Medicare offers prescription drug coverage for everyone with Medicare. This coverage is called “Part D”.
· To get Medicare drug coverage, you must either join a Medicare drug plan adding on to your Original Medicare Plan, or join a Medicare Advantage Plan that includes Part D.
· Medicare drug plans are run by insurance companies and other private companies approved by Medicare.
· Each plan can vary in cost and drugs covered.
· If you decide not to join a Medicare drug plan when you are first eligible, you may pay a late-enrollment penalty if you choose to join late.
· If you qualify for extra help and don’t choose a plan yourself, Medicare will enroll you in one.
All Medicare drug plans must generally cover at least two drugs in each category of drugs, but plans can choose which specific drugs are covered in each category. Plans are required to cover almost all drugs in six classes that include anti-psychotics, anti-depressants, anti-convulsants, immunosuppressants, cancer, and HIV/AIDS drugs.
There are certain drugs that Medicare drug plans aren’t required to cover, such as benzodiazepines, barbiturates, drugs for weight loss or gain, and drugs for erectile dysfunction. Some plans may choose to cover these drugs as an added benefit. In addition, drug plans generally aren’t allowed to cover over-the-counter drugs. Some states may cover these drugs if you have Medicaid.
Plans may also exclude certain drugs from coverage. Although your Medicare drug plan may not have a certain drug on its list of covered drugs (formulary), a different drug that is safe and effective for the same purpose will be covered. This may be a generic version of the drug, or it may be another brand-name drug that may provide the same benefit as the drug that isn’t on the plan’s formulary. All plans must have a process for you to ask them to pay for a drug you need that isn’t on their formulary.
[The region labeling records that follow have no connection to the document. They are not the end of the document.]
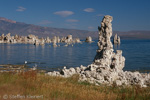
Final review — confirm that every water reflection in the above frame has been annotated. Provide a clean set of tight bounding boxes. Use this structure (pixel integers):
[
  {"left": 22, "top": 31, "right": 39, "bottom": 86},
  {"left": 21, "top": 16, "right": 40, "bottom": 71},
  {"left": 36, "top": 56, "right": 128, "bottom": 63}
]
[{"left": 0, "top": 40, "right": 150, "bottom": 70}]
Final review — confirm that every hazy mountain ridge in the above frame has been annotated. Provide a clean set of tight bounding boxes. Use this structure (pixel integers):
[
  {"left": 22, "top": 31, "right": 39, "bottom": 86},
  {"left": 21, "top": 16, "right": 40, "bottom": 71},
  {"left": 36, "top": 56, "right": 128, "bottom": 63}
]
[{"left": 0, "top": 17, "right": 150, "bottom": 39}]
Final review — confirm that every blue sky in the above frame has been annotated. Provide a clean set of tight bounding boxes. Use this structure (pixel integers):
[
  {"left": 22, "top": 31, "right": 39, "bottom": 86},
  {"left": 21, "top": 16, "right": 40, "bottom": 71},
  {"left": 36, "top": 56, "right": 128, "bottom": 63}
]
[{"left": 0, "top": 0, "right": 150, "bottom": 31}]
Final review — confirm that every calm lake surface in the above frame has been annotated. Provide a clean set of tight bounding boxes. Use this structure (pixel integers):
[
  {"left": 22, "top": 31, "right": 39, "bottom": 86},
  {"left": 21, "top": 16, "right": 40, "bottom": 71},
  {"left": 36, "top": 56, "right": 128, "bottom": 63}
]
[{"left": 0, "top": 40, "right": 150, "bottom": 71}]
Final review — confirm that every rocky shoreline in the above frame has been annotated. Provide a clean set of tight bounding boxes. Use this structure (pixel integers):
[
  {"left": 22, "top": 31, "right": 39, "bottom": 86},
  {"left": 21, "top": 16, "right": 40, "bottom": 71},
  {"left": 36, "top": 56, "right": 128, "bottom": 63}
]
[
  {"left": 46, "top": 15, "right": 150, "bottom": 87},
  {"left": 0, "top": 33, "right": 92, "bottom": 47}
]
They may or may not agree to cover the drug.
What Is Not Covered
Items and services that Medicare doesn’t cover include, but are not limited to the following:
· Acupuncture,
· Chiropractic services (with some exceptions),
· Cosmetic surgery,
· Custodial care (such as help with bathing or using the bathroom), except when you also get skilled nursing care in a skilled nursing facility, at home, or in a hospice,
· Deductibles, co-insurance, or co-payments when you get certain health care services,
· Dental care and dentures (with only a few exceptions),
· Eye care (routine exam), eye refractions (exam that measures your ability to see at specific distances), and most eyeglasses (with some exceptions),
· Foot care (routine) like cutting corns or calluses (with few exceptions), Hearing aids and exams for the purpose of fitting a hearing aid, Hearing tests that haven’t been ordered by your doctor,
· Laboratory tests for screening purposes (with some exceptions), Long-term care, for example, if you only need custodial care in a nursing home,
· Orthopedic shoes (with few exceptions),
· Physical exams (routine or yearly). Medicare will cover a one-time physical exam within the first 6 months of enrolling in Part B (co-insurance and Part B deductible applies),
· Prescription drugs. Most precription drugs aren’t covered by Part A or Part B, Shots to prevent illness (with some exceptions),
· Syringes or insulin, unless the insulin is used with an insulin pump, but it may be covered by Medicare Prescription Drug Coverage (Part D), and
· Travel (health care while you’re traveling outside the United States… with some exceptions).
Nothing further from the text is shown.